Let <zn> be a sequence complex numbers for which Im(zn) is bounded below.
Prove <e^(i*zn)> has a convergent subsequence.

My question on this is what possible help could the boundedness of the Im(zn) to this proof and what theorem might be of help?

2. Mar 12, 2012

### micromass

Staff Emeritus
Do you know anything about compactness or Bolzano-Weierstrass??

3. Mar 12, 2012

### mathwonk

do you know how e^z behaves geometrically?

4. Mar 13, 2012

### gestalt

Yes, I do know the B-W theorem. I looked at it but it applies to bounded sequences. This sequence is only bounded below and only on the Im part. I suppose since you asked you see a way it is still applicable.

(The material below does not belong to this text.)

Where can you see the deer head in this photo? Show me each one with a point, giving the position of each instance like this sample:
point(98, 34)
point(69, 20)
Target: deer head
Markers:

It was my understanding e^z forms a circle in the complex. Is this what you mean?

Last edited: Mar 13, 2012
5. Mar 13, 2012

### micromass

Staff Emeritus
Try to show that the sequence is bounded. Try to show that there is a constant C such that

$$|e^{iz_n}|\leq C$$

6. Mar 13, 2012

### gestalt

Edit: The latex was not loading but now I see what you mean. I apologize if this sounds ignorant but I did not think e^(i*zn) was bounded. If you are saying I should show it is then I assume it can be.
When I think of this sequence I must be seeing it all wrong. could you give any explanation of how it behaves. If it helps I see nothing but a circle when I think of it. What attribute am I missing?

Last edited: Mar 13, 2012
7. Mar 13, 2012

### mathwonk

circles are bounded, right?